Chiu Yu-Yuan, Higaki Kazutaka, Neudeck Brien L, Barnett Jeffrey L, Welage Lynda S, Amidon Gordon L
College of Pharmacy, University of Michigan, 428 Church Street, Ann Arbor, Michigan 48109, USA.
Pharm Res. 2003 May;20(5):749-56. doi: 10.1023/a:1023481418576.
The purpose of this work was to determine the jejunal permeability of cyclosporin A (CsA) in humans and whether formulation variables modulate the effects of P-glycoprotein (P-gp) on the permeability of CsA in Caco-2 cells.

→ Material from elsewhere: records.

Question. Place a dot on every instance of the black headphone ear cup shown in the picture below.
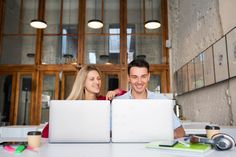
(223, 141)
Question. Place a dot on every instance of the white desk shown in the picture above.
(110, 150)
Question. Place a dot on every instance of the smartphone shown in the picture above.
(168, 143)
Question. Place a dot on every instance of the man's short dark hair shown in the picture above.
(138, 63)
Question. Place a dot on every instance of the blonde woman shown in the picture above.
(87, 86)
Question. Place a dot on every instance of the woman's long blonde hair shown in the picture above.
(78, 89)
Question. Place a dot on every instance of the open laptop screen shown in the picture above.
(142, 120)
(79, 121)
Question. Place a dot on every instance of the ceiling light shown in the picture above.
(152, 24)
(39, 24)
(95, 24)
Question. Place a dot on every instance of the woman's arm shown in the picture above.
(117, 92)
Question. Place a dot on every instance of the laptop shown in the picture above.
(79, 121)
(142, 120)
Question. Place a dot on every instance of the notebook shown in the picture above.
(79, 121)
(142, 120)
(196, 147)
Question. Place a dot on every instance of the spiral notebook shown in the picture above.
(196, 147)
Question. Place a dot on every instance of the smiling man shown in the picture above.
(138, 77)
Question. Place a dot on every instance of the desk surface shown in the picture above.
(110, 150)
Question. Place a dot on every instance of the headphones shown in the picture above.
(218, 141)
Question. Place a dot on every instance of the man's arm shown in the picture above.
(179, 132)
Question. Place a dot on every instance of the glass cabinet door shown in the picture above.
(25, 90)
(5, 95)
(48, 93)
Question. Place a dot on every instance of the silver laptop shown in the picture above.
(142, 120)
(79, 121)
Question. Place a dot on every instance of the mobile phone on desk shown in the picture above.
(170, 143)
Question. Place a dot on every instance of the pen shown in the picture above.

A solution containing CsA, phenylalanine, propranolol, polyethyleneglycol (PEG) 400, and PEG 4000 was perfused through a 10-cm jejunal segment in 12 subjects. Caco-2 transport studies were performed using previously reported methodology.
The mean Peff (+/- SD) of CsA in humans was 1.65 (0.53). The mean permeabilities for phenylalanine, propranolol, and PEG 400 were 4.54 (2.39), 2.90 (1.28), and 0.83 (0.51) x 10(-4) cm/s, respectively. The presence of surfactants significantly decreased the permeabilities of CsA in both directions in Caco-2 cells.

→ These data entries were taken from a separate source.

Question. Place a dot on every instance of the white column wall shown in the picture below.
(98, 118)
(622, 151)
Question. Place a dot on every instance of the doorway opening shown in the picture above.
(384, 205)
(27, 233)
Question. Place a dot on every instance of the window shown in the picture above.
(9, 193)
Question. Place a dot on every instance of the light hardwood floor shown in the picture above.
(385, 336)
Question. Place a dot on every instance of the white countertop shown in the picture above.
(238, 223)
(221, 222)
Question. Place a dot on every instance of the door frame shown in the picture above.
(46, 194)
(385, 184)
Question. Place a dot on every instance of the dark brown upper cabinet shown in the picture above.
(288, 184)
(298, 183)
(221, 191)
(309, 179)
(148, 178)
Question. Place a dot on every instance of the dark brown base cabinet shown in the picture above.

The results suggest that the effects of surfactants via micellar solubilization and inhibition of P-gp efflux on CsA transport in Caco-2 cells are significant. CsA can rightly be classified as a low solubility-high permeability Class II BCS drug and its highly variable absorption from Sandimmune oral formulations is the result of poor dissolution characteristics.
本研究旨在确定环孢素A(CsA)在人体空肠的通透性,以及制剂变量是否会调节P-糖蛋白(P-gp)对Caco-2细胞中CsA通透性的影响。
将含有CsA、苯丙氨酸、普萘洛尔、聚乙二醇(PEG)400和PEG 4000的溶液灌注通过12名受试者的10厘米空肠段。使用先前报道的方法进行Caco-2转运研究。
CsA在人体中的平均有效渗透率(Peff,±标准差)为1.65(0.53)。苯丙氨酸、普萘洛尔和PEG 400的平均渗透率分别为4.54(2.39)、2.90(1.28)和0.83(0.51)×10⁻⁴厘米/秒。表面活性剂的存在显著降低了CsA在Caco-2细胞中双向的渗透率。
结果表明,表面活性剂通过胶束增溶和抑制P-gp外排对Caco-2细胞中CsA转运的影响显著。CsA可正确归类为低溶解性-高渗透性的II类BCS药物,其从山地明口服制剂中的吸收高度可变是溶解特性差的结果。